BTS’s Rise to the Top, and I’m on for the Ride

BTS (a fluid acronym that can stand for BangTan Boys or BulleTproof boy Scouts or Beyond The Scenes) just won the album of the year on the Billboard Music Awards 2018 and performed their hit song “Fake Love” to a frenzied crowd that drowned out their singing. Their album, Love Yourself: Tear is the first non-English album to reach that height, newsworthy enough to make it to NPR and Washington Post. They throw in English phrases—there is nowhere in the world where there isn’t a sprinkle of English words—but it’s a Korean album. BTS is the crest of the KPop phenomena that has inundated most of the world and has finally made a splash in the American scene. BTS’ usurpation of the Billboards is seen in the same light as the British invasion of the Beatles (they too were a boy band whose musical talent was magnified by their androgynous handsome looks that played to a frenzied overwhelmingly female crowd); but BTS is bigger than the Beatles. England and America share the same language. Korean is not even a Romance language! Uses a different part of your brain! Americans were screaming and singing words they don’t know except the English refrain.

I’m scratching my head trying to figure out BTS’s rise to fame and Kpop’s success in this foreign soil. The screaming fans—the band calls them army—know something I don’t. Don’t get me wrong, I’m absolutely bonkers for this successful Korean culture exportation. Even the South Korean president, Moon Jae,  tweeted congratulatory remarks wrapping this achievement with a political and cultural significance!

BTS success advantages all Korean (Asians—can come along for the ride and make racial bias that flattens ethnicities to fit color categories—work for you for a change). Trickle down economics doesn’t hold water, but trickle down success does. A tidal wave of success “does” raise all boats. Goldman Sachs discovered that World Cup-winning country see its stock index outperform global indices by 3.5 percent over the following months. The losing World Cup finalist underperform by 5.6 percent. The effect lasts 3 months things and eventually normalize, but that bounce is real money!  
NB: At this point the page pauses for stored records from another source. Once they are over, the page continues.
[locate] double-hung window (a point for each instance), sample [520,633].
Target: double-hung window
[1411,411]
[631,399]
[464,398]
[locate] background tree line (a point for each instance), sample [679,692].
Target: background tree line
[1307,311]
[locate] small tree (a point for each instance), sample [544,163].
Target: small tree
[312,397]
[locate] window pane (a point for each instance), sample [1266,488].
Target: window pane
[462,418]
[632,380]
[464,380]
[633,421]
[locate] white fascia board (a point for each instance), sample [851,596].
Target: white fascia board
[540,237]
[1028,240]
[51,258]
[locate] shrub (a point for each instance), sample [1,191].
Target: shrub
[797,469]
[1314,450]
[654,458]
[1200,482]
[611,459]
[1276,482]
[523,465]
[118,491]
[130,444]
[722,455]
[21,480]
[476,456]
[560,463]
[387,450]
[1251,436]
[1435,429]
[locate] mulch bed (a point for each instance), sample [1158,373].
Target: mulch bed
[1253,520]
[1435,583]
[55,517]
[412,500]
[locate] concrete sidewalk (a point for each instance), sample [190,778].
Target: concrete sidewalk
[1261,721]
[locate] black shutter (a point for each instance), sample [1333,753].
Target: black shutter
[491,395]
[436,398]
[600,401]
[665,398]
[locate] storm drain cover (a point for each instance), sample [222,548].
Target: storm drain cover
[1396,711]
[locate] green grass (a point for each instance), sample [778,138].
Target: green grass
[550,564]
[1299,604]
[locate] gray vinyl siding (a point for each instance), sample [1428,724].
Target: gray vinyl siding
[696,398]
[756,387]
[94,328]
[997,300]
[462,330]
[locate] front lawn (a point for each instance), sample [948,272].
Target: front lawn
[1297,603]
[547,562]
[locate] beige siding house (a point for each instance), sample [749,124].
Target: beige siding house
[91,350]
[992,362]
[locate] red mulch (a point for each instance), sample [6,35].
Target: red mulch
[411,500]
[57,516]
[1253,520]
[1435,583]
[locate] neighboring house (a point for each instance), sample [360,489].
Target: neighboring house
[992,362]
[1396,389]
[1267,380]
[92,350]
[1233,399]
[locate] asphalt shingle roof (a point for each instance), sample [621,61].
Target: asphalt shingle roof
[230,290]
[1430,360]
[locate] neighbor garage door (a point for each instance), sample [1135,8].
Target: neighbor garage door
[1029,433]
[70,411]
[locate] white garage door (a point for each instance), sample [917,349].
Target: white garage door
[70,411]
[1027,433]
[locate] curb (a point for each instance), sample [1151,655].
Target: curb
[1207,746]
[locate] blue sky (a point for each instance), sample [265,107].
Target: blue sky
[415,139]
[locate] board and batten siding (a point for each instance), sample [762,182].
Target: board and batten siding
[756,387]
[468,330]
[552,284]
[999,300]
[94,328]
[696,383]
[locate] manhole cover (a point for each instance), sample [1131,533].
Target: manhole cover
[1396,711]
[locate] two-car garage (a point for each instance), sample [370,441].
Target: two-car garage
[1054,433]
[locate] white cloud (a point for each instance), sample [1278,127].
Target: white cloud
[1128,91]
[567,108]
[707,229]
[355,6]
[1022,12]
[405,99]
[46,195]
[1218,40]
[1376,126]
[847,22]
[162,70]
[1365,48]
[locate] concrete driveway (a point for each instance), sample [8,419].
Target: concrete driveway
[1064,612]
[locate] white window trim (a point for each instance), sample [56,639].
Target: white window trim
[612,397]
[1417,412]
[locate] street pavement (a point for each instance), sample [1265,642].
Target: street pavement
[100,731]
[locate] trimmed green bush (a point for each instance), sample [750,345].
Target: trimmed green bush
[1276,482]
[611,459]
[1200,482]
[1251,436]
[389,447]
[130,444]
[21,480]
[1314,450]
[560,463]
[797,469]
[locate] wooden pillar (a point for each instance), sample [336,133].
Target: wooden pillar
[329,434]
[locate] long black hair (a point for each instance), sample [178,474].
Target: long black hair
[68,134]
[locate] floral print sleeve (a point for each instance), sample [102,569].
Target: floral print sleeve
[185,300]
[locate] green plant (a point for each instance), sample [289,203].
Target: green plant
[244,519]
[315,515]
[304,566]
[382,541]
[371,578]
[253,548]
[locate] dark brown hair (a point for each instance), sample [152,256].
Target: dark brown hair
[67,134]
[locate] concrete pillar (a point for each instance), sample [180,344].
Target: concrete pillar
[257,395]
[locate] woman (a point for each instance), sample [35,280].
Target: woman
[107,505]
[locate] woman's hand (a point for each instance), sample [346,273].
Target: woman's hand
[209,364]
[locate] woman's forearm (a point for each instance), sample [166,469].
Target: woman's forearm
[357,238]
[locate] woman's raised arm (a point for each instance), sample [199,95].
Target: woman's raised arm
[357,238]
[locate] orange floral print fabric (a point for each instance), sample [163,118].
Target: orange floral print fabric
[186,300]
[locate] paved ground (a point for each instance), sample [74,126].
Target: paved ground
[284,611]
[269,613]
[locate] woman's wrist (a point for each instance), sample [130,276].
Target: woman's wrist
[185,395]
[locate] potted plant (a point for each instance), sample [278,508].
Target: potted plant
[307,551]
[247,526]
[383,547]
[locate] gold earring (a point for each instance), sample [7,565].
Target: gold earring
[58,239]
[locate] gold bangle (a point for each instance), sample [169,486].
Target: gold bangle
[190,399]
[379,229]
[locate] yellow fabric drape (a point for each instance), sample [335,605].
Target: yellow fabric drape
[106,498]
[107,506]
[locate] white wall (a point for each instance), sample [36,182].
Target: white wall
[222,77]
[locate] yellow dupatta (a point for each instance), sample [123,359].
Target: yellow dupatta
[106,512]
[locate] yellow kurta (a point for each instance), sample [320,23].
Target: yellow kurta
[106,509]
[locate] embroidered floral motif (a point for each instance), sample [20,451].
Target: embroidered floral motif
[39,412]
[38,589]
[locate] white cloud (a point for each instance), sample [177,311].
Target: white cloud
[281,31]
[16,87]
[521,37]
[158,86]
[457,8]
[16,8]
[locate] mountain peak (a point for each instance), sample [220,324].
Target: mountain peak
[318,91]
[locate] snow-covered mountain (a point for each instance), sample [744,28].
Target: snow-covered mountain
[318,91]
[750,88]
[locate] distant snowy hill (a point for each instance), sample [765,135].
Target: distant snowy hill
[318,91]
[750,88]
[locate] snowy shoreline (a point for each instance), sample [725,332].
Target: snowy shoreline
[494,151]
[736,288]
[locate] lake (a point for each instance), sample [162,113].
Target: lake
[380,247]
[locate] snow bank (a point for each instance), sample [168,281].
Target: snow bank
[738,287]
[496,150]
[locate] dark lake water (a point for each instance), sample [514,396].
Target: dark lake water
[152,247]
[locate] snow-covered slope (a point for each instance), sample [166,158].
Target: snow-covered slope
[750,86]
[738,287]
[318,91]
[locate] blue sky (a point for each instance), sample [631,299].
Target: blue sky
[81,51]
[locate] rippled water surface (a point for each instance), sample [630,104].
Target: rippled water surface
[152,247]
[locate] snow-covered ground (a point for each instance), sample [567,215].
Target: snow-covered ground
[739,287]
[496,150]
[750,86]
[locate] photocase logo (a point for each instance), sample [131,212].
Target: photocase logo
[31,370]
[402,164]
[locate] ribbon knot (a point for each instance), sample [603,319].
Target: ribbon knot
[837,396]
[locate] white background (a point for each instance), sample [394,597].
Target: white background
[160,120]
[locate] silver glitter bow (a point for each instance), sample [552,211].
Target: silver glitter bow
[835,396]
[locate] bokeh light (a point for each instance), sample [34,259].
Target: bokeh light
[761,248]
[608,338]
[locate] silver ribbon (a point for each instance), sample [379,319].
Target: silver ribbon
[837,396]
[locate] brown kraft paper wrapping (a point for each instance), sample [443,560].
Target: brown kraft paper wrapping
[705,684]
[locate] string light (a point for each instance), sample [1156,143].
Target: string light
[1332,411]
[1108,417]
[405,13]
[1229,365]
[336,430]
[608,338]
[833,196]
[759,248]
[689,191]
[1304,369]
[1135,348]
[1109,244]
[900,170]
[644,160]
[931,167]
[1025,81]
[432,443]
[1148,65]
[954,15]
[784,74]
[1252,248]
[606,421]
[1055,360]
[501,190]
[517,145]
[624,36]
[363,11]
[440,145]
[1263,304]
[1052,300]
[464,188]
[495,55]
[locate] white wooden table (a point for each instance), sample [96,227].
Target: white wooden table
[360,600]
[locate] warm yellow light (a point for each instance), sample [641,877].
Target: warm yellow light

One BTS achievement after-effect is the transformation of the Asian male into an object of sexual desire—when one BTS member flipped his shirt to show his abs the noise meter spiked and roof tiles began to fall. Kpop shatters the Hollywood created strawman of the emasculated Asian man, one of the many-tentacled propaganda-heads of racism (miscegenation is the codified version of it). Their performance made bare (pun intended) that sex appeal crosses ethnic and color boundaries. This is a truth I already personally know—ahem—but it’s always good to have an outside confirmation because egos are such fragile things, and a fundamental component of our egos, let’s be frank, is sexuality. We are evolutionary creatures so our sense of self is tied to “being desired” no matter how we sublimate our sexual longing in socially useful and acceptable endeavors.

Like this morning, when I was jogging through downtown Louisville, a white woman said hi to me and I was sure she saw BTS in my thin yet fit frame, and my subtler nose lines. Too bad for her that I’m taken.

More practically, BTS is going to make my parenting easier. I’m going to show BTS’ performance to my children because their cultural accomplishment will do more to make my children want to learn Korean and build pride in their heritage than any of my moral pep talks (or threats) which are given as much attention as one the HVAC hums in the summer, i.e. mere annoyance. Of course, I’m hoping their pride in being a country that can produce international boy bands will lead to other interests that are more useful in their daily lives and career, like Korean history and culinary — so they can cook for me when I get too old to cook for myself. Meanwhile, I don’t mind my boy walking down the school hall more confidently, and talking with non-Koreans as if he belongs in their circle, because such interactions will make him more comfortable with leadership in diversity and prepare him to be the first Korean president to lead an America where there will no longer be a majority (am I dreaming too big for my kids, like a parent?).

I will also show BTS’ two interviews with Ellen DeGeneres to my wife so she will finally relent and let my son keep his hair long, even if it pokes his eyes and its summer and it creates more sweat beads because that is how BTS wear their hair and it will be one less fight between mother and son, and one less mediation for me. Go BTS for helping my parenting and setting my kid’s pathway to the presidency!